Web scraping is a powerful technique used to extract data from websites. In this tutorial, we'll explore how to perform web scraping using Node.js, Axios for making HTTP requests,Cheerio for parsing HTML content and also json2csv for converting json data to csv. We'll scrape product data from a sample website, "https://scrapeme.live/shop/".
Prerequisites
To effectively follow this tutorial on web scraping in Node.js, ensure the following requirements are met:
Node.js Installation: You must have Node.js installed on your machine. If not, you can download it from the official website.
JavaScript and Node.js Knowledge: Understanding JavaScript and Node.js is crucial for comprehending the code examples and implementing web scraping scripts.
DOM (Document Object Model) Understanding: Familiarity with how the Document Object Model (DOM) works is important, as web scraping often involves interacting with HTML elements in a structured document.

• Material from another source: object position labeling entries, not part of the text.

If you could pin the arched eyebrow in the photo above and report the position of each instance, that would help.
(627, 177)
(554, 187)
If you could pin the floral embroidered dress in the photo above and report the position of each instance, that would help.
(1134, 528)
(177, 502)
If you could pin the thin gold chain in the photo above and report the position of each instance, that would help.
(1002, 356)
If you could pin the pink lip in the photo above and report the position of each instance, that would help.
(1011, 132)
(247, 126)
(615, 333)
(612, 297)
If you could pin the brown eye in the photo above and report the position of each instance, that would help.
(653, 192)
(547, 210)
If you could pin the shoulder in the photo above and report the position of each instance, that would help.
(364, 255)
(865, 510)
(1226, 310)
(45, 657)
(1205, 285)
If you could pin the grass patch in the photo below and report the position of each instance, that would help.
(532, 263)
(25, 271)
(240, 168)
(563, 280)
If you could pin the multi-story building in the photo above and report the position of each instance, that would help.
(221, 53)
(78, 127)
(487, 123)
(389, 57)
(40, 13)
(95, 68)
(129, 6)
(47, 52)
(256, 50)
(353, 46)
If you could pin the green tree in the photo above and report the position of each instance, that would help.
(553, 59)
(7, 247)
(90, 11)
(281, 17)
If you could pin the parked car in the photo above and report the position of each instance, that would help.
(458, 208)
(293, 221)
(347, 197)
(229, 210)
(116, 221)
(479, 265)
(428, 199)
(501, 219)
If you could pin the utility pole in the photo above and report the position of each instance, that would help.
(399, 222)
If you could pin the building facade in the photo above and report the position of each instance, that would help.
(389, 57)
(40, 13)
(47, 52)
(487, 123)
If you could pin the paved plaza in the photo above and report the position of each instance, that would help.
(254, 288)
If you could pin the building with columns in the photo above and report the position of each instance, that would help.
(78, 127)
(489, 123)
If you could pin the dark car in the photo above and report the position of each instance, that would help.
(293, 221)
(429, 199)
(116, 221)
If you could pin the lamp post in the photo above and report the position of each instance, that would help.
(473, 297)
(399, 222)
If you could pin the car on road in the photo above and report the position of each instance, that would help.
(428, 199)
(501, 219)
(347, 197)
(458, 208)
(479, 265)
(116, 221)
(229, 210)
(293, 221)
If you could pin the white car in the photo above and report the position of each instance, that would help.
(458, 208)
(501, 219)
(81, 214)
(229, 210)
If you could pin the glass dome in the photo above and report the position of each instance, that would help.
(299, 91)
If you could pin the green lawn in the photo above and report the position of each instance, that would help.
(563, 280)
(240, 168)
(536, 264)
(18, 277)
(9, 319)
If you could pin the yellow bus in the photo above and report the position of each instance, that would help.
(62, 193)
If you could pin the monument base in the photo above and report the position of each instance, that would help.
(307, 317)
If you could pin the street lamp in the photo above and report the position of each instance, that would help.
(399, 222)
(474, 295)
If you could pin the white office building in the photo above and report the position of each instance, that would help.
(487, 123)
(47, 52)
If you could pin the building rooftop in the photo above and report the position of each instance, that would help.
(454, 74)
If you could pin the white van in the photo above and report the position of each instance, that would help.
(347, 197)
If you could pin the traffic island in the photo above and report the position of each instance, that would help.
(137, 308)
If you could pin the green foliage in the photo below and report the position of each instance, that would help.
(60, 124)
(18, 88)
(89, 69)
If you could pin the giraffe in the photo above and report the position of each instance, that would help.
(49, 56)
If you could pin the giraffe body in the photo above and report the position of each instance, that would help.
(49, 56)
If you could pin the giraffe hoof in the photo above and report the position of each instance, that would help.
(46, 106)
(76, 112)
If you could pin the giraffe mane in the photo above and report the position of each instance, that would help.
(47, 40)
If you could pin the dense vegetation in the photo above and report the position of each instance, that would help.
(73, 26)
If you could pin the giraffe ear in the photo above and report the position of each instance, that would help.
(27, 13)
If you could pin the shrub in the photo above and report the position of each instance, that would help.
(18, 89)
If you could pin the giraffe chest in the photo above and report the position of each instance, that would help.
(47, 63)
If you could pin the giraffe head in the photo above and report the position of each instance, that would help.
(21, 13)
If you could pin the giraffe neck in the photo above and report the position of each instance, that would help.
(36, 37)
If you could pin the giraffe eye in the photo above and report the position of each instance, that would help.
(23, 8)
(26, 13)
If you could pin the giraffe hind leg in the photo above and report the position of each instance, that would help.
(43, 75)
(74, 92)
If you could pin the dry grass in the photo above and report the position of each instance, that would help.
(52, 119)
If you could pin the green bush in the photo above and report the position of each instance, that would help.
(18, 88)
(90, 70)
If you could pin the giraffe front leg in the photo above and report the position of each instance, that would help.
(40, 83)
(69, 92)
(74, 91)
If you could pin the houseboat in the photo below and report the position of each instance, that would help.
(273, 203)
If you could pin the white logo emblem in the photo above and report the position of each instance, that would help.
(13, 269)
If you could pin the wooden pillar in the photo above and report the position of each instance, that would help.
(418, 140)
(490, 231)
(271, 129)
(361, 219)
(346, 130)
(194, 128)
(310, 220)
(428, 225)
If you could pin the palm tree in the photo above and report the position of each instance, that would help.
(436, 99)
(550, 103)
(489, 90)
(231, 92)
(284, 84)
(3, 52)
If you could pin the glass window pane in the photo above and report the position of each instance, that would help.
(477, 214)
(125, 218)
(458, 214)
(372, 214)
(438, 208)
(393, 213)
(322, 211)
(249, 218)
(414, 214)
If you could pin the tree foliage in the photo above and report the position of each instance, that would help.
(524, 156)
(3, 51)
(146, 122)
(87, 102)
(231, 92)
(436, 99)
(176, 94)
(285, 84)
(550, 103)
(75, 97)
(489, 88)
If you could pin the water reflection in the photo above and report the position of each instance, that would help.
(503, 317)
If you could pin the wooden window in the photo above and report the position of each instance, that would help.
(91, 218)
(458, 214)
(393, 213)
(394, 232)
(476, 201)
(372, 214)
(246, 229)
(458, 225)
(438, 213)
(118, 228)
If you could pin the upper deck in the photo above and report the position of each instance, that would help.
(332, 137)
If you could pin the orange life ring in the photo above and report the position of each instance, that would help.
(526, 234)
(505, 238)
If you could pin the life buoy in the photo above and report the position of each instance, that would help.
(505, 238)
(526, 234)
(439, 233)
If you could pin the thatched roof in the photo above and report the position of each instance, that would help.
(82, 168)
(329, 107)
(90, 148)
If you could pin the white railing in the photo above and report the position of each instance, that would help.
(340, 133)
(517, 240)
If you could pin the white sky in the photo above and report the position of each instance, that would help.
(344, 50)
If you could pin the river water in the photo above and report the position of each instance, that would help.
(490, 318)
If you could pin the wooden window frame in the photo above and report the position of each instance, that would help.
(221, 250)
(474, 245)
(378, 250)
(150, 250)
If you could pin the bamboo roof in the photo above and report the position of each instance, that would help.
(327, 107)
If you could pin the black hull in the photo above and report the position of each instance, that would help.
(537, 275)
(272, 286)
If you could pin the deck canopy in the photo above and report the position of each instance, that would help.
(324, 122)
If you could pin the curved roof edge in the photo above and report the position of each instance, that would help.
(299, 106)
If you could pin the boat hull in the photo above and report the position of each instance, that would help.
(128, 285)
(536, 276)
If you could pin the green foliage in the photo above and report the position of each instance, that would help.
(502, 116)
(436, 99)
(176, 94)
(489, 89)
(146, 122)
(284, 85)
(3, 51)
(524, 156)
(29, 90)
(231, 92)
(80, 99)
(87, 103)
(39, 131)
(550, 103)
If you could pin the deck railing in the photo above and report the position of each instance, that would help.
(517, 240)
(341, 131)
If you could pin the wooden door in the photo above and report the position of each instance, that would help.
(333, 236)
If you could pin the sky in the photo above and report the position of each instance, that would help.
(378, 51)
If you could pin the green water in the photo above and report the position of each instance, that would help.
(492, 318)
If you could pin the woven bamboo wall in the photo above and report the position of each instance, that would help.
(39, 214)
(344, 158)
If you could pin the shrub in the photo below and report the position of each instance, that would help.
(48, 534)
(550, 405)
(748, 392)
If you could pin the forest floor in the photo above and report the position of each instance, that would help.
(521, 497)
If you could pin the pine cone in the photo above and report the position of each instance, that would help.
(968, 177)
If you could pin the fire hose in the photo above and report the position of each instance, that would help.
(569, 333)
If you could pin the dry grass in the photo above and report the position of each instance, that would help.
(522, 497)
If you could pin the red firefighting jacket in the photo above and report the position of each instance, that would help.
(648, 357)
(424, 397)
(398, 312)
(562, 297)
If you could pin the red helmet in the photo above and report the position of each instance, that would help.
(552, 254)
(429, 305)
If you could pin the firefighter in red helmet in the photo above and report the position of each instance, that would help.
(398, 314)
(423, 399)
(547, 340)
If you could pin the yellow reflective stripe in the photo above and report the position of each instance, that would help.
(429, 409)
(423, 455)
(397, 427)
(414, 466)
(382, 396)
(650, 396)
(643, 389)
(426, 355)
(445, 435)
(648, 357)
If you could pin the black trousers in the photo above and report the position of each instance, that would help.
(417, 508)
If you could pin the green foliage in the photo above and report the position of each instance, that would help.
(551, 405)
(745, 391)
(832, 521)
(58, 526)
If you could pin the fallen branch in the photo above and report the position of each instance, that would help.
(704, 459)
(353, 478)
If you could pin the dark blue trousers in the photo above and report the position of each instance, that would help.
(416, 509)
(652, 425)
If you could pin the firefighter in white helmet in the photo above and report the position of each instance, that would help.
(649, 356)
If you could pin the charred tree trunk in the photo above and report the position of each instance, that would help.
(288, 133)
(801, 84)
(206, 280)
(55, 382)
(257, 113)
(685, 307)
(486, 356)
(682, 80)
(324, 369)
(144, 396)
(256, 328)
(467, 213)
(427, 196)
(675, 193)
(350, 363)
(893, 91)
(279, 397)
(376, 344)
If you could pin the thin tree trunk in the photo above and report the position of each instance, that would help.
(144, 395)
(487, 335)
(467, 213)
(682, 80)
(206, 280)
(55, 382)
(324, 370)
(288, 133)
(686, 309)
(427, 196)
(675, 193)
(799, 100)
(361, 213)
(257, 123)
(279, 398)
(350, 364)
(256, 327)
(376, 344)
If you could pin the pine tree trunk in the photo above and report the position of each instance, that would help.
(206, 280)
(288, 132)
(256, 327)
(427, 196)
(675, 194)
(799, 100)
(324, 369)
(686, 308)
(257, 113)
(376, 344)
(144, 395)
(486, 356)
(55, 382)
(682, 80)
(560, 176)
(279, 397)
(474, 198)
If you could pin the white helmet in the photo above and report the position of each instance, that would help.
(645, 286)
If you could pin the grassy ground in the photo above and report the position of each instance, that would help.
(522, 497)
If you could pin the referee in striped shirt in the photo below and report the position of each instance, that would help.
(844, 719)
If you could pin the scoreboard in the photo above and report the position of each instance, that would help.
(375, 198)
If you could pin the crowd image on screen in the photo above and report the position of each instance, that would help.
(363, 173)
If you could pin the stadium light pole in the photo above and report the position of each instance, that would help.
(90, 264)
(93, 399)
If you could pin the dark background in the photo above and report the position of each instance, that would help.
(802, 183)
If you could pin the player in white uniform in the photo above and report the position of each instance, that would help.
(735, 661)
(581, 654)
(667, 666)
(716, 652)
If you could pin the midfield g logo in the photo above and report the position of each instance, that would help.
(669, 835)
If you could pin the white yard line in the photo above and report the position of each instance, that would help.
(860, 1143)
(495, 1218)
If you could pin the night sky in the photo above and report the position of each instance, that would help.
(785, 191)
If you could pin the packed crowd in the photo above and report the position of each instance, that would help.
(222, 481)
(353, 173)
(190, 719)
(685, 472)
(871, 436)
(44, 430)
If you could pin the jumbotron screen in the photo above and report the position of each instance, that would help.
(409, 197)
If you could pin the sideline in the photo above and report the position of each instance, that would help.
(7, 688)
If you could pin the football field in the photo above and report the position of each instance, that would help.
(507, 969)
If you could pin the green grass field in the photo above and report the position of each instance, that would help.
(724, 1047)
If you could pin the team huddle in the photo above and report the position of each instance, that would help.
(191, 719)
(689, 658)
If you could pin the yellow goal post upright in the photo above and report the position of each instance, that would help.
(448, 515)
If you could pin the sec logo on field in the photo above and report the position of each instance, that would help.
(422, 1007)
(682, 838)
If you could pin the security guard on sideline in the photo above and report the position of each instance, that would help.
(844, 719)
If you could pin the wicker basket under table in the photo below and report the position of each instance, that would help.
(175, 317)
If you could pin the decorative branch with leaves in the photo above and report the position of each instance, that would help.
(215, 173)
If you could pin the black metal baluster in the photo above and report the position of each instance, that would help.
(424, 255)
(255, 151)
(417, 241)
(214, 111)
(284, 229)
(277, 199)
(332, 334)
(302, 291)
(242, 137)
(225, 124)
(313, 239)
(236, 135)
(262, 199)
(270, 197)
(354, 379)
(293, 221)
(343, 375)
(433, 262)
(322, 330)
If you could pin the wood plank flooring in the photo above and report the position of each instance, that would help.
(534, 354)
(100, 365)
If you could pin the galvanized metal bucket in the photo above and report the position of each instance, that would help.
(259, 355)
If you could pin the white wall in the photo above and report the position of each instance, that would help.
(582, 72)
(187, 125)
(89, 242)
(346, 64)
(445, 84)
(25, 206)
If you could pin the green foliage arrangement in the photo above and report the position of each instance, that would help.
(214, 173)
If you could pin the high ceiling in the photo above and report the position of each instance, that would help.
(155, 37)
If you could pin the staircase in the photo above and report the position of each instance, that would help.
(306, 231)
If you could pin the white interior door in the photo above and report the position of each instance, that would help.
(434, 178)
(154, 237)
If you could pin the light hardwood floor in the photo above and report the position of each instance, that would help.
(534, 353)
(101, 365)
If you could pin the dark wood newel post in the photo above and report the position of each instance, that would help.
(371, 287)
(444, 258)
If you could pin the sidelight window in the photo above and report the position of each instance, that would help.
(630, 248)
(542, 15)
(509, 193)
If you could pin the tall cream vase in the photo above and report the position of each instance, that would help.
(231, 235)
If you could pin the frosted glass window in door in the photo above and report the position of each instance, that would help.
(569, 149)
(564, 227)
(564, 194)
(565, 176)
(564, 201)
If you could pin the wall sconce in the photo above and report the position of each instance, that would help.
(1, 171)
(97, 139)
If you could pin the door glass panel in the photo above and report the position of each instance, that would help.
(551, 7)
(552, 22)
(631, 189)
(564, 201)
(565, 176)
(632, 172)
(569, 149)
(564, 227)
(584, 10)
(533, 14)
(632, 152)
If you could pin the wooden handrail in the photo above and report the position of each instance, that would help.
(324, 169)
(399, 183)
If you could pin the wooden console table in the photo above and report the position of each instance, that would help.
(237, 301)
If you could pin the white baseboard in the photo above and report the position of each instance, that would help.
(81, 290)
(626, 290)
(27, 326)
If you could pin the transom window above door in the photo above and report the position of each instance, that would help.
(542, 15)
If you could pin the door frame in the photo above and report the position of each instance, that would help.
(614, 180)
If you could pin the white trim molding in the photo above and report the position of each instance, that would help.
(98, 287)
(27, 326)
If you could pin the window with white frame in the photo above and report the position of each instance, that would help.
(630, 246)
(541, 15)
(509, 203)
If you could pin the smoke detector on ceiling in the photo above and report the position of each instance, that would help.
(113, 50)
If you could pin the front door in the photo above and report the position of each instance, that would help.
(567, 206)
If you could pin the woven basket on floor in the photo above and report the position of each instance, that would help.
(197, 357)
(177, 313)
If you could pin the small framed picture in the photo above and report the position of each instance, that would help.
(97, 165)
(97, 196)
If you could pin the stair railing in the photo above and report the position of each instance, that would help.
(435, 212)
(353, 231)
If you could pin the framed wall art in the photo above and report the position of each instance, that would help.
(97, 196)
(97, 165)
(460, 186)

Code Editor: Have a code editor installed on your system. Visual Studio Code is recommended for its versatility and features, providing an excellent environment for running and debugging Node.js code.
Optional: jQuery Knowledge: While not mandatory, familiarity with jQuery can be advantageous. Cheerio, a library used for HTML parsing in Node.js, shares a similar syntax to jQuery, making the learning curve smoother.
What is Web Scraping
Web scraping is the process of extracting data from websites. It involves fetching and parsing HTML content to gather information, providing a structured and accessible format for further analysis.
While web scraping is a powerful tool for data extraction, it's essential to be mindful of ethical considerations and respect the terms of service of the websites being scraped.
How It Works
Web scraping involves a series of well-defined procedures to efficiently gather data from websites. The key steps in the web scraping process are:
Send HTTP Request: Initiate a request to the target URL to retrieve the HTML content of the webpage.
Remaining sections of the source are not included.